As the aging population increases, the race to unpack the molecular understanding of aging heats up. The rapamycin (mTOR) complex 1 (mTORC1) is known to be a key component of multiple functions of the body, including metabolism. Now, a new paper finds that when mTOR activity is slightly increased, the lifetime of animals can be shortened by up to 20%.

The findings not only link mildly increased nutrient signaling to limited lifespan in mammals, but the authors add that they also “support a two-component process of parenchymal damage and myeloid inflammation that together precipitate a time-dependent organ deterioration that limits longevity.”

This work is published in Nature Aging in the paper, “A mild increase in nutrient signaling to mTORC1 in mice leads to parenchymal damage, myeloid inflammation, and shortened lifespan.

The activity of the mTOR protein complex is regulated through signaling by the Rag GTPases according to the amount of nutrients available in the cell. In this study, researchers genetically modified a signal to mTOR to indicate the false presence of an increase of nutrients in the cell by generating mice that endogenously express active mutant variants of RagC.

When cells are signaled to have nutrients in excess, it leads to malfunction and inflammation in organs such as the pancreas, the liver, and the kidneys. Immune cells accumulate and, instead of repairing, trigger inflammation that further increases problems in those organs.

More specifically, the mice exhibited “multiple features of parenchymal damage that include senescence, expression of inflammatory molecules, increased myeloid inflammation with extensive features of inflammaging, and a ~30% reduction in lifespan.”

In addition, through bone marrow transplantation experiments, the team showed that “myeloid cells are abnormally activated by signals emanating from dysfunctional RagC-mutant parenchyma, causing neutrophil extravasation that inflicts additional inflammatory damage.”

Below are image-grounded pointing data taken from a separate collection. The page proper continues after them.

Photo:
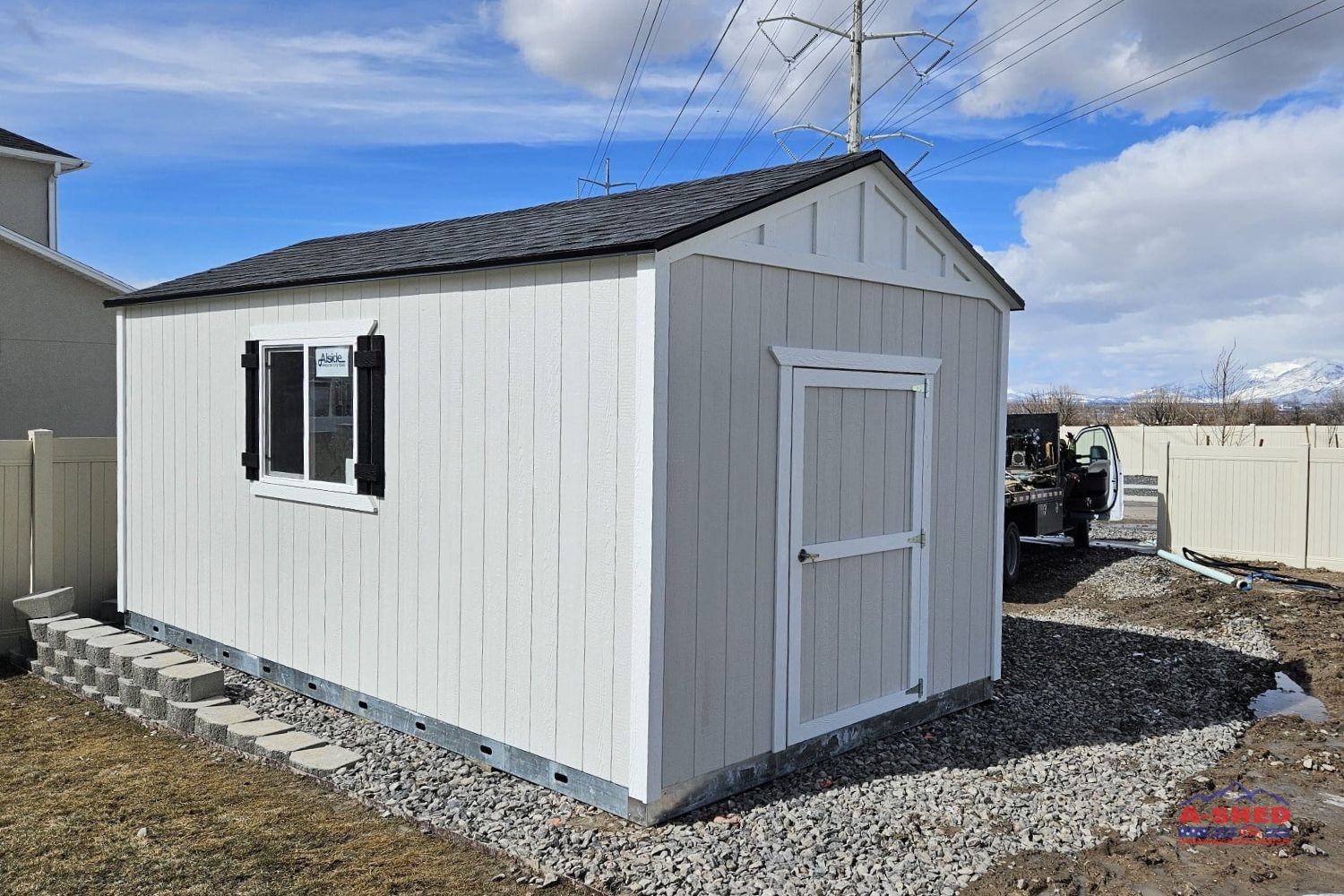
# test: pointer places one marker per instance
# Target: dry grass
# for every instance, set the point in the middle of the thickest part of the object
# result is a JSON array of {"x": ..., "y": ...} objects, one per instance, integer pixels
[{"x": 75, "y": 786}]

The activity of lysosomes is reduced in both naturally aged and genetically modified animals. “When there is an excess of nutrients it makes sense that the cell shuts down the recycling activity of lysosomes because this recycling operates especially when there are no nutrients,” said lead author Alejo Efeyan, PhD, head of the metabolism and cell signaling group at the National Cancer Research Centre (CNIO) in Madrid, Spain. This decrease in lysosomal activity also occurs in human aging, as verified by researchers who contrasted blood samples from young people and septuagenarians.

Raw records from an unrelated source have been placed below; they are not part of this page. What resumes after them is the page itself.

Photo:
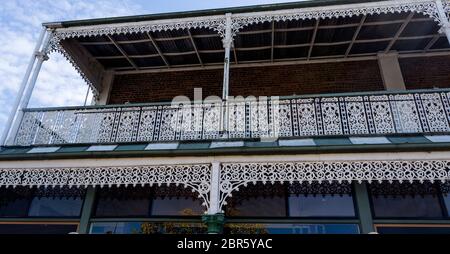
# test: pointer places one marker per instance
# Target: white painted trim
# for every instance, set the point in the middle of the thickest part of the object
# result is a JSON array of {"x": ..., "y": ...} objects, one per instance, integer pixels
[
  {"x": 97, "y": 162},
  {"x": 280, "y": 63}
]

Given the central role of mTOR in metabolism, this research provides clues to why aging-related diseases appear or worsen in people with a high body mass index and sheds light on why calorie restriction can promote healthy aging, as certain genes activated by limiting nutrient intake interact with mTOR.

Beyond this paper, Efeyan believes that the new animal model generated in this study offers “ample fertile ground to ask more questions about how nutrient increase, or their signaling, facilitates processes in the different organs that allow us to understand their aging in particular.”